More than half of Covid survivors still have symptoms two years on, study finds
New research on nearly 1,200 patients in China who were hospitalized in the first months of the pandemic shows that many continue to suffer from conditions such as sleep disorders and muscle weakness
Some 55% of Covid-19 patients who were hospitalized in the first wave still have symptoms two years later. That’s according to a new study of patients in China that was published Tuesday in The Lancet Respiratory Medicine.
The paper studied hundreds of people who had been infected with the coronavirus in the first months of 2020 and needed to be hospitalized, some of them in intensive care. After being discharged, the patients were reviewed by doctors every six months for a period of 12 months. This makes it the longest follow-up study of Covid-19 survivors.
Nearly 1,200 patients took part for the entire duration of the two-year study. Of this figure, 68% had at least one symptom 18 months after being discharged from hospital. The figure dropped to 49% after one year, but rose back to 55% after the final review at the 24-month mark.
“Our findings indicate that for a certain proportion of hospitalized Covid-19 survivors, while they may have cleared the initial infection, more than two years is needed to recover fully from Covid-19,” said study lead author Professor Bin Cao, of the China-Japan Friendship Hospital, in a statement.
More than 200 symptoms have been described for long Covid. In the study, a third of the interviewees suffered from muscle weakness or fatigue, 25% had some type of sleep disorder and 12% suffered from a total or partial loss of hair. Loss of the sense of smell or taste, joint pain, palpitations, dizziness and myalgia were also among the most common symptoms, although they were reported by less than 10% of patients. Even though Covid is a disease caused by a respiratory virus, chest pain was the only notable related symptom on the list of symptoms. In most cases, two or more problems occurred simultaneously.
The follow-up shows that, with few exceptions, most symptoms ease over time. For example, more than half of those studied had muscle weakness at six months, a percentage that dropped by half at 24 months. The number of patients who reported problems with hair loss and anosmia (inability to smell) also fell. But the study found that other symptoms became more widespread between the first and second review. For example, the percentage of interviewees who suffered from myalgia and dizziness – while low to begin with – doubled in the six-month period.
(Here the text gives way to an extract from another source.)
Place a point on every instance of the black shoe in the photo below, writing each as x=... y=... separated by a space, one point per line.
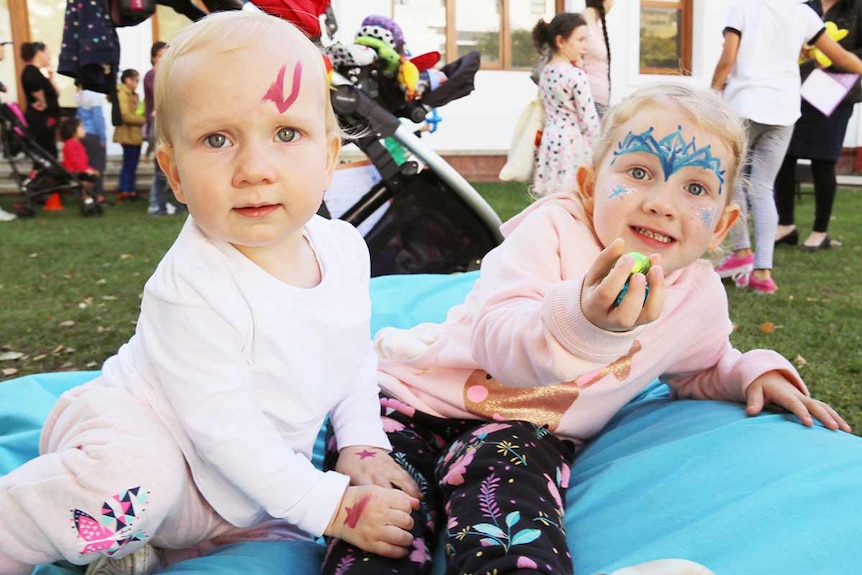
x=824 y=245
x=791 y=239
These findings do not worry Joan Soriano, an epidemiologist at the Pneumology Department of La Princesa University Hospital in Madrid, who led the group of international experts that helped the World Health Organization reach the first definition of long Covid. “These inconsistencies in trends are common in follow-up studies, because some patients change for the better or worse between interviews, and the questionnaires are administered by different people and with different methods,” he says.
The study also leaves unanswered one of the most pressing questions for long Covid sufferers: when will the symptoms end?